June 17th, 2011
Revolution Sells in Egypt
The Wall Street Journal
In the weeks since Egypt’s uprising, the television airwaves and Cairo’s streets have been filled with revolutionary slogans.
“Build your country!” shout billboards hovering over this city’s dense thoroughfares. “Develop your country!” urges another over smaller text demanding that Egyptians “Don’t stop!”
An Egyptian billboard for Coca-Cola depicts young people peeling back a surface to reveal a bright Cairo, with the words, ‘Make tomorrow better.’
But the signs aren’t the work of revolutionaries. They are advertisements for Snicker’s, the candy brand owned by Mars Inc., the U.S.-based confectioner.
Since thousands of protesters ousted former President Hosni Mubarak in a nearly three-week revolt, the enthusiasm for revolution has been redirected and repackaged for television ads, billboards and jingles selling products including hair gel, soft drinks and candy.

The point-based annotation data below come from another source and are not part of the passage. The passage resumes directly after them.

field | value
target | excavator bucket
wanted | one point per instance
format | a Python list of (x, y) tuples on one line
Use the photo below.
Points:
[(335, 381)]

A television spot for Coca-Cola Co.’s Coke, which apes a similar Latin American commercial called “Sky,” shows hundreds of kids dressed in trendy clothes climbing to the tops of buildings in downtown Cairo. There, they lasso the sun, pull it out from behind menacing storm clouds and bask in the radiant glory that is the new Egypt. “Make tomorrow better!” the slogan implores.

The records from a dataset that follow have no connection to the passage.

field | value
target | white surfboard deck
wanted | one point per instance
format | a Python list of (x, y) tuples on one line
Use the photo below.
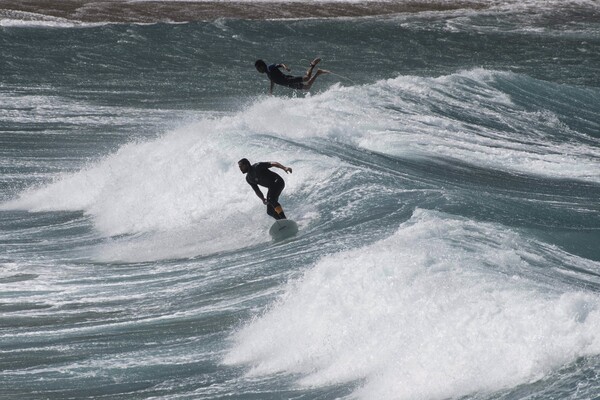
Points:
[(283, 229)]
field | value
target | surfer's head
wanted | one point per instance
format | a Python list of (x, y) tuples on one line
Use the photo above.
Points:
[(244, 165), (261, 66)]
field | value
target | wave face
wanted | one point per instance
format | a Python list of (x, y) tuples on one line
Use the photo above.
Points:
[(445, 180)]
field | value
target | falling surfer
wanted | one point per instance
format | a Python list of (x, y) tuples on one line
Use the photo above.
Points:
[(260, 174), (295, 82)]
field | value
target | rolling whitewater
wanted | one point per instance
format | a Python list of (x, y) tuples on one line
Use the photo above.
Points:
[(446, 189)]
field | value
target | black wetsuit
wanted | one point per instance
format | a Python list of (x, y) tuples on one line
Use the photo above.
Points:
[(260, 174), (278, 77)]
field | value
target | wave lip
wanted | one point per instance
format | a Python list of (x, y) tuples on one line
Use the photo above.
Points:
[(422, 314)]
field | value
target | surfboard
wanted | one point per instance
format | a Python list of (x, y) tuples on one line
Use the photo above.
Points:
[(283, 229)]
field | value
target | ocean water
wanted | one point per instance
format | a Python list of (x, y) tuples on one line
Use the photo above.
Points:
[(446, 181)]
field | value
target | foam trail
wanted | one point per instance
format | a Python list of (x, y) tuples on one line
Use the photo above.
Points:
[(422, 313)]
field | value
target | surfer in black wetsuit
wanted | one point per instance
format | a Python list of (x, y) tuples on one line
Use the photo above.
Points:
[(294, 82), (260, 174)]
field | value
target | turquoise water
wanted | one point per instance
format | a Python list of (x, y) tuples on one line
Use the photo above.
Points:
[(446, 184)]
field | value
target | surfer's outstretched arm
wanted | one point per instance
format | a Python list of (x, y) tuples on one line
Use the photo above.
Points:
[(278, 165)]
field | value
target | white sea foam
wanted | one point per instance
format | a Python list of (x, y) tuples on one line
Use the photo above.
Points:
[(189, 176), (440, 309)]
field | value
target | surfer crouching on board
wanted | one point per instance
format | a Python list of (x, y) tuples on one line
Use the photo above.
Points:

PepsiCo Inc.’s flagship Pepsi brand has launched a similar ad in which a cool kid dressed in funky clothes emails a playful image of a vibrantly colored and reimagined Cairo. As the image circulates to friends around town—an echo of the calls to protest that first circulated via social-networking sites, the colors sweep across the city’s gray skyline like a coloring book from a child’s imagination.
A Pepsi ad exhorts: ‘Think, Participate, Dream, Express who you are.’

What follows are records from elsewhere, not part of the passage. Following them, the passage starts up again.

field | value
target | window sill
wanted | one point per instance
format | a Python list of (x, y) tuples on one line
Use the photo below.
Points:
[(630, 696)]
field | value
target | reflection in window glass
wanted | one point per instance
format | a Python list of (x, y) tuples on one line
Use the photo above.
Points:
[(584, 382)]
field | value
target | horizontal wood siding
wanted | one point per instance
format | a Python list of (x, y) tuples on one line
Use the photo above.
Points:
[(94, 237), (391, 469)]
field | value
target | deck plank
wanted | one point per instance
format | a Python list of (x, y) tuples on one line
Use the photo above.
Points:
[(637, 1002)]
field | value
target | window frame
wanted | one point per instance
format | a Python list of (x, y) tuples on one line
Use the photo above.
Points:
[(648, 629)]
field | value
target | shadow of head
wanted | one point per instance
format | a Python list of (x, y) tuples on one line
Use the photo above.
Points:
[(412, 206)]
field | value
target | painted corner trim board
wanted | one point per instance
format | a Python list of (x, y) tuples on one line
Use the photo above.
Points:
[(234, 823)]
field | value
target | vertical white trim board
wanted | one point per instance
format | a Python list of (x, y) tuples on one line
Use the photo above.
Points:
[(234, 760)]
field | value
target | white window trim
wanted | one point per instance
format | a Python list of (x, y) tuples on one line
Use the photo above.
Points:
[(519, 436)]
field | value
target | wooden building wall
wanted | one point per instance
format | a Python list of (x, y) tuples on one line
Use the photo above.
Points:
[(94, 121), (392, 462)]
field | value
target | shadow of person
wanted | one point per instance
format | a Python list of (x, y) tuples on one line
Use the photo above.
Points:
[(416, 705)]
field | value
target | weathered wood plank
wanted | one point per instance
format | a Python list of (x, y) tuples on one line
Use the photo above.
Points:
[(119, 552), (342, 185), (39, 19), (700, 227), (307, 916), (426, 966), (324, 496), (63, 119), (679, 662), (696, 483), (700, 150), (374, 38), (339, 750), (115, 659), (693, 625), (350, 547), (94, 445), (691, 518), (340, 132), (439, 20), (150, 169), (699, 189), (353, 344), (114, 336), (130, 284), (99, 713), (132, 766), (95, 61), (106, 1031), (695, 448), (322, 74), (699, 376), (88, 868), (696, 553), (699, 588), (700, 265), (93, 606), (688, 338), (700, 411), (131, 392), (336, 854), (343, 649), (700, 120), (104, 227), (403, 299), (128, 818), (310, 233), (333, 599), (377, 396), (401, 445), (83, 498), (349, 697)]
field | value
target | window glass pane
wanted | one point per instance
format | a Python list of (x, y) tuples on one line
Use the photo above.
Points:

A song in the background tells audiences to “express who you are” and “speak from your heart,” because “tomorrow is waiting for you.”
Local brands have followed a similar tack. A restaurateur renamed his cafe “January 25 Cafe,” after the starting date of the uprising. In the middle-class Cairo suburb of Agouza, a billboard for Mink brand hair gel shows a young man with a spiky hairdo. The background of the billboard is an Egyptian flag next to slogan that reads “I am Egyptian.”
This “politics lite” approach to advertising has helped to lift ad spending in Egypt for some consumer products. Ad spending in Egypt actually increased to about $329 million in May from $310 million in February, according to data from Ipsos, a global advertising and marketing research firm.
The revolution was hard on high-end products and large investments. Expenditures on household appliances and real estate between February and May of this year were down 46% and 44%, respectively, from a year earlier.
But in the category of “fast-moving consumer goods,” Egyptian advertising has increased in 2011, despite the country’s deepening economic troubles. Advertising of soft drinks and snacks and appetizers surged 30% over the same period, according to Ipsos.
“We were obviously quite concerned with the possible implications on our field, given that when times are tough, marketing and advertising, generally speaking, is the first thing to kind of go,” said Karim Khouri, the managing director of Impact/BBDO, a global advertising firm.
Mr. Khouri has a print of the Snicker’s billboard hanging in his office. The campaign is a “perfect fit,” he said, for Snicker’s current world-wide promotional slogan: “Don’t stop!”
“We’ve seen case study after case study that shows that when times are tough or in recessionary periods, the best strategy is actually to invest more in communication and marketing activity,” he said.